A new generation of male influencers is being asked to confront violence against women and rethink what masculinity means in the social media age.

Male influencers participate in a positive masculinity training at the European Union Embassy in Monrovia. The session focused on behavioral change around women’s inclusion and sexual and gender-based violence

By Joyclyn Wea, gender correspondent with New Narratives

Summary

  • A brutal public assault on a woman— and the flood of online reactions that followed — exposed how violence against women now spreads far beyond the street, amplified through phones, social media, into national shaming.
  • A European Union-backed initiative is training male influencers, journalists, youth leaders, and activists from four countries to challenge harmful ideas about masculinity and become allies in tackling sexual and gender-based violence and supporting women’s leadership.
  • Experts say for Liberia’s younger generation, raised on TikTok, Facebook, and WhatsApp, social media has become both a weapon and a window: fueling misogyny and harassment, while also exposing young men to cultures where women hold power and equality looks different.
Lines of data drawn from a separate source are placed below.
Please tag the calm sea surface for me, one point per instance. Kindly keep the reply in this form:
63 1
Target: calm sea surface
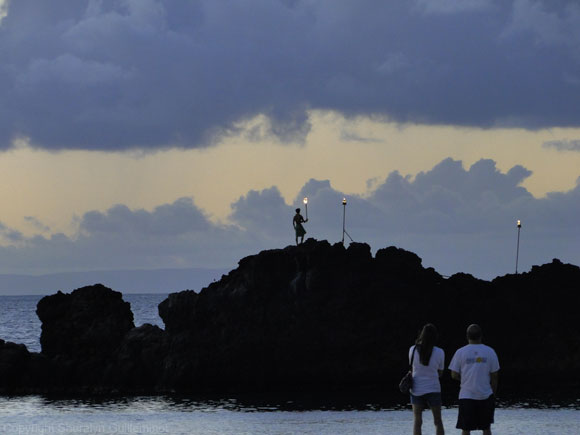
174 415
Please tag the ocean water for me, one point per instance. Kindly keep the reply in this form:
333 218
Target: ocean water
36 414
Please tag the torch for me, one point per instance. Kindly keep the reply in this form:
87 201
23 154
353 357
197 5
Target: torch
518 245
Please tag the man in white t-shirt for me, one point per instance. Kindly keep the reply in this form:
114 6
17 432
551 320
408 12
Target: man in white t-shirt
476 366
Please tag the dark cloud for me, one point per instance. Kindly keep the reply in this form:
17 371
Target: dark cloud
563 145
119 74
455 218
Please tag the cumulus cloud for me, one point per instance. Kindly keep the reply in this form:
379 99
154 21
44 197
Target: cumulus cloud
122 74
455 218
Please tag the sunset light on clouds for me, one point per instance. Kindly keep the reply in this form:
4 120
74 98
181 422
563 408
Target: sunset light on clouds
144 134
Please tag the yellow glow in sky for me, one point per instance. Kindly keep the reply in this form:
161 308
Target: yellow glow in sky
56 187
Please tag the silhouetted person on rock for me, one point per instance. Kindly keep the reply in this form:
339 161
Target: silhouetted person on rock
476 366
298 228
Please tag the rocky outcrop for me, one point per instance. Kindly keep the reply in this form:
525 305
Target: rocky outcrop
311 317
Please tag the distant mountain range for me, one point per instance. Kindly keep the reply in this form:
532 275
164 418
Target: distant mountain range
125 281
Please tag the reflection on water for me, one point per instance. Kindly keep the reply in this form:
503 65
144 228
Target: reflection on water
261 415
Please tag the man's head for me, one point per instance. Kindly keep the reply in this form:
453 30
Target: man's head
474 333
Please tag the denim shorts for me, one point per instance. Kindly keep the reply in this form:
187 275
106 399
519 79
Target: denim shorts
427 400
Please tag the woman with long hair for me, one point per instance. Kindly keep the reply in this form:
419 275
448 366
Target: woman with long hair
427 363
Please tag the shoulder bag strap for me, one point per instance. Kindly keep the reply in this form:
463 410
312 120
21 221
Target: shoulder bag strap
412 357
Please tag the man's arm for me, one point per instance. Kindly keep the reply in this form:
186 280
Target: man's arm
494 377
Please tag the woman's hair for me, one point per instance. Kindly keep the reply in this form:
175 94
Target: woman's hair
425 343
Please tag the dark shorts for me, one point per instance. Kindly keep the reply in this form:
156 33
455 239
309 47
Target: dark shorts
475 414
426 400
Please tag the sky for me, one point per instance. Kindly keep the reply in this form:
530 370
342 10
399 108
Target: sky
150 134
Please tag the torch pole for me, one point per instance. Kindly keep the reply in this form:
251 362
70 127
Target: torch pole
343 218
518 246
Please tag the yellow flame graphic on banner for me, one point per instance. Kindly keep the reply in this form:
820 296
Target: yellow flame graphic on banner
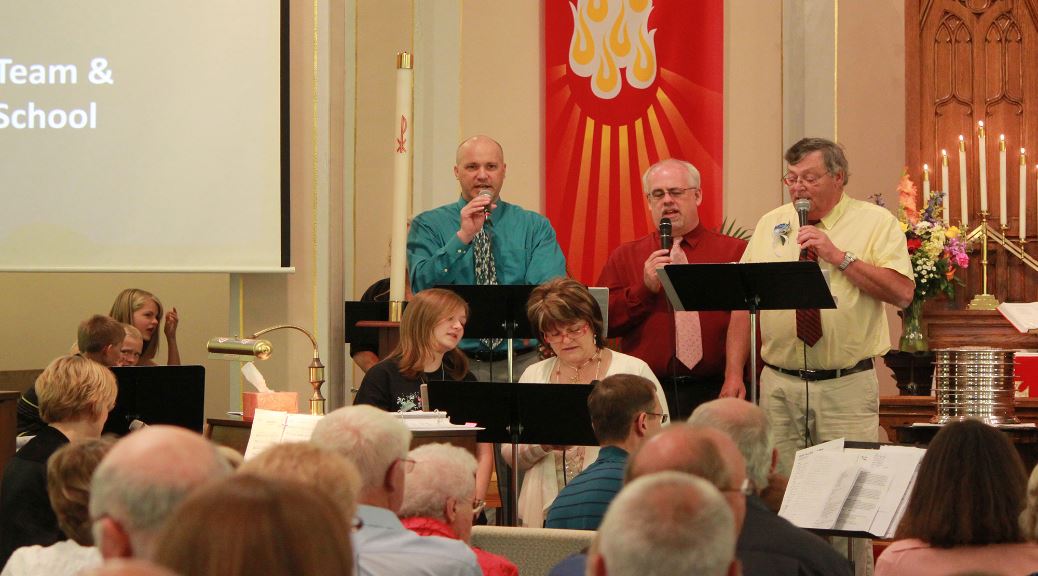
620 40
601 45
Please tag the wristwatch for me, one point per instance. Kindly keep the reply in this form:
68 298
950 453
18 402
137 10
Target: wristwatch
849 257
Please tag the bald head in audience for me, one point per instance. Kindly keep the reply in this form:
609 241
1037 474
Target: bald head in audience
665 523
703 451
141 481
312 466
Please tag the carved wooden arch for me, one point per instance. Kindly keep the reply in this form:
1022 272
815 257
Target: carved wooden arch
970 60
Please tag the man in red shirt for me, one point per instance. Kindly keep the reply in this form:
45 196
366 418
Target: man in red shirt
639 311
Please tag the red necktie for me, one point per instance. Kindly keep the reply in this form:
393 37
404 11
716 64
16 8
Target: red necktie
809 322
687 331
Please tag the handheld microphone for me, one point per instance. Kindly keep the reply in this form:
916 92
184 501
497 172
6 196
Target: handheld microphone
665 240
802 207
490 194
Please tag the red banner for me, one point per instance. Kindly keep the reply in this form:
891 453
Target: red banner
627 83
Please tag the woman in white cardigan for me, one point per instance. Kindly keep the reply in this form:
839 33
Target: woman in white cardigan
569 323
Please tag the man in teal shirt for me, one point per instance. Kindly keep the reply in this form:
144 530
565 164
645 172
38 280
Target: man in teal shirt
483 240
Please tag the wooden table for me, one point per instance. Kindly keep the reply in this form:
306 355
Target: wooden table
234 432
8 426
901 411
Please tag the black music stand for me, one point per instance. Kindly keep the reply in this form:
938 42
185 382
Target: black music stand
753 286
496 311
516 413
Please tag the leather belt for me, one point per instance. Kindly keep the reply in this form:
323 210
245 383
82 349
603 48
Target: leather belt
815 376
494 355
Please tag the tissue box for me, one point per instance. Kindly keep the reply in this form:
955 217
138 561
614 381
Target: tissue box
282 402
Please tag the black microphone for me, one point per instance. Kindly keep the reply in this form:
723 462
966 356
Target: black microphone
490 194
665 240
802 207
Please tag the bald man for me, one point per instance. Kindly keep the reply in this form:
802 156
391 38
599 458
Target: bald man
481 239
141 481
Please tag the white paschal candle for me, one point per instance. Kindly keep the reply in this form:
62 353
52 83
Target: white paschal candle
983 166
1003 210
403 145
946 202
926 184
963 210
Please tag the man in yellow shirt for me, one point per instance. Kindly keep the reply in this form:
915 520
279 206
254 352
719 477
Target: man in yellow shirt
828 380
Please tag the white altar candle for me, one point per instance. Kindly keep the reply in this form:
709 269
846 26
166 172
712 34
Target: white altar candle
963 210
926 184
1003 216
1023 194
946 202
403 145
983 166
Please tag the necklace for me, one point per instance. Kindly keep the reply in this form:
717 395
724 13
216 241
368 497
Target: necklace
577 369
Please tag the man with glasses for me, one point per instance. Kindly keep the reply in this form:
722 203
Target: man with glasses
863 249
823 359
768 545
377 442
624 412
684 350
440 500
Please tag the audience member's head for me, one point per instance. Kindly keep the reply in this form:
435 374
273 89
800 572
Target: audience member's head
132 347
430 327
76 389
69 472
1029 518
565 306
663 524
312 466
256 525
377 442
100 338
129 567
142 310
706 453
746 424
624 410
970 489
144 476
441 487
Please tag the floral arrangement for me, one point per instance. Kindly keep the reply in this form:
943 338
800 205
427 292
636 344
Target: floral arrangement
936 251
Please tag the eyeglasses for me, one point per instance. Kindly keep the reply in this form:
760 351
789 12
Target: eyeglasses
676 193
663 418
571 333
746 488
808 180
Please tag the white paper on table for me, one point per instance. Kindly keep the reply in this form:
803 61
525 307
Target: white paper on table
818 487
299 428
268 427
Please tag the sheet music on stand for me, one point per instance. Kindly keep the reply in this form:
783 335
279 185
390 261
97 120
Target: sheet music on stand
852 489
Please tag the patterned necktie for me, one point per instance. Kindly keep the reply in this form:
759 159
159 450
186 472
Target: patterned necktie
809 322
687 333
486 272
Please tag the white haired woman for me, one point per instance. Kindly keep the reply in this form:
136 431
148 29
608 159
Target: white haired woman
439 499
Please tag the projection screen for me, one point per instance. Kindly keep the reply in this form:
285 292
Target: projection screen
143 135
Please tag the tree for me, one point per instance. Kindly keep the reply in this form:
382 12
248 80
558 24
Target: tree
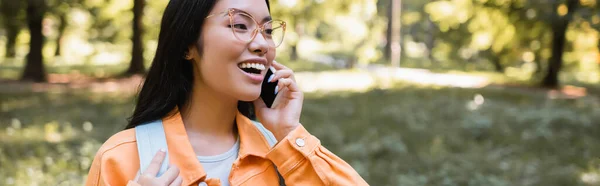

The video lasted less than two minutes.

A young woman walking through Red Light Market in Monrovia was suddenly surrounded by a group of men who tore the clothes from her body. Her offense, they claimed, was, ironically, dressing indecently. Someone filmed the attack. Within hours, the footage spread across Facebook and WhatsApp, turning a public assault into public shaming on a national scale.

The Liberia National Police arrested eleven suspects. But by then, the woman’s humiliation had already traveled across thousands of phones and comment sections.

For many Liberian women, the violence itself was horrifying. The reaction online was worse. Some people condemned the attack. Others laughed, reposted the video, or argued that the woman deserved it.

Experts say the incident, and the flood of online reactions that followed, exposed something deeper about modern Liberia: violence against women no longer happens only in private. It now lives online too, amplified by social media, shared by strangers, and debated in comment sections that turn cruelty into entertainment.

It is against that backdrop that a new initiative is asking a difficult question: What role do men have in helping to change the culture that enables rampant sexual and gender-based violence?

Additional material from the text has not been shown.